В. В. Шапошник рассмотрел не только проблему состава Регентского совета в отечественной историографии, но и источники по изучению этого вопроса и высказал ряд интересных и свежих наблюдений. По мнению ученого, опекунами над малолетним сыном Иваном государь назначил свидетелей, упомянутых в его духовной грамоте, князей В. И. и И. В. Шуйских, князя Б. И. Горбатого, М. С. Воронцова, М. В. Тучкова, М. Ю. Захарьина. «Эти шесть бояр, скорее всего, были свидетелями последней воли государя, наиболее близкими к Василию Ивановичу членами боярской думы и, вероятно, наиболее влиятельными лицами в правящей верхушке Русского государства» — считает исследователь. Что касается князя М. Л. Глинского, М. Ю. Захарьина и дворецкого И. Ю. Шигоны Поджогина, то, по мнению Шапошника, «Василий Иванович сделал их опекунами именно великокняжеской семьи, защитниками и выразителями интересов Елены и Ивана Васильевича» [3, с. 23, 26]. Мнение о назначении опекунами свидетелей духовной грамоты очень любопытно, однако есть одно «но», касающееся князя Б. И. Горбатого, который не входил в число советников, обсуждавших с великим князем наиболее важные дела. Князь Горбатый присутствовал на расширенных совещаниях со всей Боярской думой. Его запись среди свидетелей может говорить о другом: о могуществе старших бояр Думы князей Шуйских, под влиянием которых их родственник попал в число свидетелей духовной грамоты. Но свидетель духовной грамоты — это не обязательно опекун.

На мой взгляд, разгадка последних распоряжений великого князя Василия Ивановича содержится не в польско-литовских документах, наполненных до краев слухами, а в русских источниках, а точнее в Повести о болезни и смерти Василия III, протограф которой в наиболее полном виде сохранился в Софийской II летописи и Постниковском летописце. Можно спорить о том, кто был автором Повести, дьяк Постник Губин Моклоков (мнение М. Н. Тихомирова, Р. Г. Скрынникова), Мисаил Сукин (точка зрения С. А. Морозова), М. Ю. Захарьин (Х. Рюс).

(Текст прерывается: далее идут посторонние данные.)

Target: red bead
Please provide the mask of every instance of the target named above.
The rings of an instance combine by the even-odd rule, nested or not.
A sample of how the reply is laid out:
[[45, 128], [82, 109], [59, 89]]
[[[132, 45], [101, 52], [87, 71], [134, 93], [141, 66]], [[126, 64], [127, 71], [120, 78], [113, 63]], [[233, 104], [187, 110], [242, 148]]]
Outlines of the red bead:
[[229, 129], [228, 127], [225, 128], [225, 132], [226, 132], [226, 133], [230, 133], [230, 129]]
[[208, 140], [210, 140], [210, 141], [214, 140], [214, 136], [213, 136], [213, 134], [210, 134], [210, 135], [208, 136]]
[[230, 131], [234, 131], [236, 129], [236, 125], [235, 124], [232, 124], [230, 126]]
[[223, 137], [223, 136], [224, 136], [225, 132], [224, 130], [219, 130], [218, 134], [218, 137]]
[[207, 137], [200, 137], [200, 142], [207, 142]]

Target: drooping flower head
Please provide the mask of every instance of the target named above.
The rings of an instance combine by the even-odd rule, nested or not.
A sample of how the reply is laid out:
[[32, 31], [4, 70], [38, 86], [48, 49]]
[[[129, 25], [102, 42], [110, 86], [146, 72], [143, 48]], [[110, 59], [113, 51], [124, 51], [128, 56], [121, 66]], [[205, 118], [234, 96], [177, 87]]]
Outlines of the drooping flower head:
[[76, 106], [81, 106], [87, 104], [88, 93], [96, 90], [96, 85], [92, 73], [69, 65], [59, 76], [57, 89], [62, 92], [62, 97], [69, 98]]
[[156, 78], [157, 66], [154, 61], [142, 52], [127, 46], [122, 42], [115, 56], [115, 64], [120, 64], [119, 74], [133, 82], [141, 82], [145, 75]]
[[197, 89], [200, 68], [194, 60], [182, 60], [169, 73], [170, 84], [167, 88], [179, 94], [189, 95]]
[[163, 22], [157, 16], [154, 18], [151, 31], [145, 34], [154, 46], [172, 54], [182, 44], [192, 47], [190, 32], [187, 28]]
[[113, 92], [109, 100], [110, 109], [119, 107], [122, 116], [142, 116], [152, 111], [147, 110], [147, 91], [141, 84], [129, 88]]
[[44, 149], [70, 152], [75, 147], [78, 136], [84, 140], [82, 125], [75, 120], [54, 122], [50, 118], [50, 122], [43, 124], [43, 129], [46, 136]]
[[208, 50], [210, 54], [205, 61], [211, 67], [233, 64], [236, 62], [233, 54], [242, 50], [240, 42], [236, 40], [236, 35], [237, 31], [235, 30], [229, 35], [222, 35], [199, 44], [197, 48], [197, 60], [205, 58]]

Им мог быть и протопоп Благовещенского собора Алексей, неотлучно находившийся при Василии Ивановиче. Ясно одно — Повесть написана со слов очевидца либо самим очевидцем тех событий, лицом, очень близким к государю. Ключ к раскрытию тайны последней воли смертельно больного правителя, возможно, скрыт в составе советников на совещаниях с ним и в сущности обсуждаемых вопросов. В летописи читаем, что первое заседание произошло на Волоке Ламском в день, когда Василий III тяжело заболел (в начале ноября 1533 г.). После того как стряпчий Я. И. Мансуров и дьяк М. Путятин привезли из Москвы духовные грамоты (Ивана III и Василия III), великий князь призвал к себе: Дворецкого И. Ю. Шигону и дьяка М. Путятина. «И нача мыслити князь великий кого пустить в ту думу и приказати свой государев приказ» [7, с. 18; 8, с. 268].

Правитель зовет к себе самых доверенных лиц, в присутствии которых он уничтожил привезенную ими свою предыдущую духовную грамоту. Затем великий князь посылает в столицу за М. Ю. Захарьиным, который так же, как Шигона и Путятин, входил в круг его фаворитов. Михаил Юрьевич попадает на следующее заседание бояр на Волоке Ламском, где собрались: «И учал мыслити князь великий как ему ехати к Москве» [7, с. 19; 8, с. 268]. Князья Д. Ф. Бельский, И. В. Шуйский и М. Л. Глинский, М. Ю. Захарьин, дворецкие князь И. И. Кубенский, И. Ю. Шигона, дьяки М. Путятин, Е. Цыплятев, А. Курицын, Т. Раков.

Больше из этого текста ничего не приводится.